Opening with Wulfhere's return from the Battle of Dunsinane, the novel leads us on a lively ride through Wulfhere's frenetic domestic life, full of family dramas and neighbourhood feuds, with one or two unexpected twists along the way. This is expertly contrasted with Wulfhere's public life; as a thegn of Edward the Confessor, and with Harold Godwinson, Earl of Wessex, as his Lord he is close to the centre of English politics, called on to attend the Witan and witness to the political machinations of the great and the good - and bad.
The combination of national politics and domesticity balances nicely throughout the book, leading to a dual climax of the Battle of Hereford and its aftermath and a family drama that could have fatal consequences....
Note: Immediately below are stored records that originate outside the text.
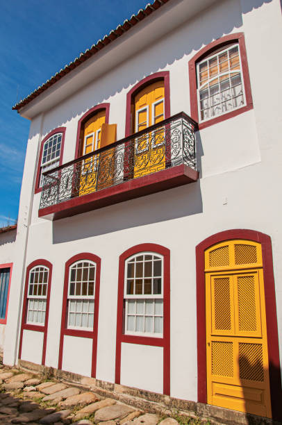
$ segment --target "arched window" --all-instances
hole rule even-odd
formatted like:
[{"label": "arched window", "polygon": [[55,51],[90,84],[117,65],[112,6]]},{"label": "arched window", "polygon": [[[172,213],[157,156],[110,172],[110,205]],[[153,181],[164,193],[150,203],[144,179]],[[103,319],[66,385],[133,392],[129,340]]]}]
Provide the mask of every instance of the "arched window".
[{"label": "arched window", "polygon": [[238,43],[197,64],[199,122],[246,104]]},{"label": "arched window", "polygon": [[[52,269],[51,262],[42,258],[33,261],[26,268],[19,358],[36,363],[41,361],[42,365],[45,364]],[[31,331],[35,331],[33,338],[36,341],[33,353],[27,337]]]},{"label": "arched window", "polygon": [[29,272],[26,323],[44,325],[45,323],[49,269],[37,266]]},{"label": "arched window", "polygon": [[191,117],[203,128],[253,108],[244,34],[230,34],[189,61]]},{"label": "arched window", "polygon": [[151,252],[126,261],[124,333],[163,336],[163,258]]},{"label": "arched window", "polygon": [[67,328],[93,328],[96,264],[77,261],[69,267],[67,291]]},{"label": "arched window", "polygon": [[61,165],[65,142],[65,127],[55,128],[43,139],[39,156],[35,183],[35,193],[43,185],[43,173]]}]

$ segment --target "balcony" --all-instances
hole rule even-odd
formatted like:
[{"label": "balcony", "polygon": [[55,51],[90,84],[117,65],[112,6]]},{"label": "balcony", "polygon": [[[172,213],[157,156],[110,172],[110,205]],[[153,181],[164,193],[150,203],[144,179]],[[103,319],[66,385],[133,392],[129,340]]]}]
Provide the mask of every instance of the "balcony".
[{"label": "balcony", "polygon": [[180,112],[47,172],[38,216],[56,220],[196,181],[197,129]]}]

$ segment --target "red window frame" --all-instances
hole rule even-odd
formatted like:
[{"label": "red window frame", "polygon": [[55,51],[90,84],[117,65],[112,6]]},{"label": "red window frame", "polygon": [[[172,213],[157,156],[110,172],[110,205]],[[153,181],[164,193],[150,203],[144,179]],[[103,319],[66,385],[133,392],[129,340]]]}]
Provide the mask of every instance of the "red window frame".
[{"label": "red window frame", "polygon": [[[125,262],[128,257],[144,251],[156,252],[163,257],[163,335],[158,337],[126,335],[124,333]],[[163,347],[163,393],[170,394],[170,251],[157,244],[140,244],[119,256],[117,295],[115,383],[120,384],[122,342]]]},{"label": "red window frame", "polygon": [[218,122],[225,121],[236,115],[239,115],[254,108],[251,97],[251,83],[249,73],[248,61],[247,58],[246,44],[243,33],[235,33],[222,37],[218,40],[210,43],[208,46],[203,47],[196,53],[188,63],[190,99],[191,108],[191,118],[199,122],[199,110],[197,99],[197,64],[212,54],[215,51],[222,47],[224,49],[231,43],[238,43],[242,62],[242,72],[244,80],[244,92],[246,97],[246,105],[238,109],[231,110],[226,114],[215,117],[204,122],[199,124],[199,129],[205,128]]},{"label": "red window frame", "polygon": [[[29,282],[29,274],[31,269],[36,266],[45,266],[49,269],[49,276],[48,276],[48,288],[47,288],[47,297],[46,301],[46,313],[45,313],[45,323],[44,325],[33,325],[28,324],[26,323],[26,317],[27,317],[27,292],[28,289],[28,282]],[[41,364],[45,365],[45,358],[46,358],[46,344],[47,341],[47,331],[48,331],[48,319],[49,319],[49,303],[50,303],[50,292],[51,292],[51,283],[52,280],[52,270],[53,265],[49,261],[44,259],[35,260],[31,262],[31,264],[26,267],[26,283],[24,288],[24,303],[22,307],[22,326],[21,326],[21,334],[19,338],[19,358],[22,357],[22,338],[24,331],[35,331],[36,332],[43,332],[43,347],[42,347],[42,358]]]},{"label": "red window frame", "polygon": [[10,269],[10,278],[9,278],[9,283],[8,286],[6,315],[5,315],[5,319],[0,319],[1,324],[6,324],[7,323],[8,308],[9,306],[10,287],[10,283],[12,280],[13,264],[13,262],[7,262],[6,264],[0,264],[0,269]]},{"label": "red window frame", "polygon": [[108,124],[108,119],[110,115],[110,103],[100,103],[99,105],[96,105],[91,108],[89,110],[88,110],[82,117],[79,119],[78,126],[77,126],[77,133],[76,133],[76,151],[74,158],[76,159],[81,156],[80,155],[81,149],[81,131],[83,128],[85,123],[91,118],[92,115],[96,114],[96,112],[100,112],[103,110],[106,110],[106,117],[105,117],[105,124]]},{"label": "red window frame", "polygon": [[[165,85],[165,119],[170,117],[170,88],[169,88],[169,71],[162,71],[155,72],[145,77],[141,81],[135,84],[126,94],[126,112],[125,124],[125,137],[132,134],[132,117],[131,105],[134,102],[134,97],[138,92],[147,85],[152,84],[155,81],[163,80]],[[133,131],[134,133],[134,131]]]},{"label": "red window frame", "polygon": [[256,231],[247,229],[225,231],[207,238],[196,247],[198,401],[204,403],[207,402],[204,252],[206,249],[215,244],[233,239],[244,239],[261,244],[272,419],[281,421],[282,390],[272,242],[269,236]]},{"label": "red window frame", "polygon": [[[95,297],[94,297],[94,324],[92,331],[85,331],[80,329],[69,329],[67,328],[67,291],[69,288],[69,268],[78,260],[90,260],[96,264],[96,281],[95,281]],[[64,336],[75,336],[84,338],[90,338],[92,340],[92,367],[91,376],[96,377],[96,365],[97,365],[97,339],[98,339],[98,319],[99,319],[99,300],[100,293],[100,274],[101,274],[101,258],[94,254],[89,252],[83,252],[74,256],[65,263],[65,281],[64,281],[64,292],[63,299],[62,308],[62,320],[60,325],[60,349],[59,358],[58,363],[58,369],[62,369],[63,364],[63,353],[64,349]]]},{"label": "red window frame", "polygon": [[44,146],[44,144],[45,143],[45,142],[47,142],[47,140],[48,140],[48,139],[49,138],[51,138],[52,135],[54,135],[57,133],[63,133],[62,144],[61,144],[61,146],[60,146],[60,160],[59,160],[59,165],[62,165],[62,163],[63,163],[63,151],[64,151],[64,145],[65,145],[65,130],[66,130],[65,127],[57,127],[56,128],[54,128],[53,130],[52,130],[52,131],[49,133],[47,134],[47,135],[45,136],[44,138],[43,139],[43,140],[41,142],[40,151],[40,153],[39,153],[39,158],[38,158],[38,171],[37,171],[37,173],[36,173],[35,188],[35,190],[34,190],[34,193],[40,193],[42,191],[42,188],[40,188],[39,185],[40,185],[40,183],[41,161],[42,160],[42,153],[43,153],[43,146]]}]

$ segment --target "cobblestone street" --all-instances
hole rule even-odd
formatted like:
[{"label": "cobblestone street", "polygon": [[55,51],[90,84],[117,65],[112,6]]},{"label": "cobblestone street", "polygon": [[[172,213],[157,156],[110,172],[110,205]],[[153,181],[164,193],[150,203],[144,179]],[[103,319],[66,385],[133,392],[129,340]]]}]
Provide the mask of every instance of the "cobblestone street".
[{"label": "cobblestone street", "polygon": [[[91,425],[174,425],[163,419],[110,398],[46,377],[3,367],[0,371],[0,424],[30,425],[77,424]],[[181,423],[197,423],[188,418]]]}]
This wonderful story gets you hooked from the very beginning, with Wulfhere's homecoming introducing us to a complex hero, affected by war and plagued with nightmares, who tries to balance his family life with his responsibilities as thegn. Although it is a period I know little about, Paula Lofting is an aficionado, a fact which comes across from the beginning. She uses her knowledge of the customs and practices of the era to recreate a stunningly authentic world, evoking the language, sights and smells of the period simply by her words.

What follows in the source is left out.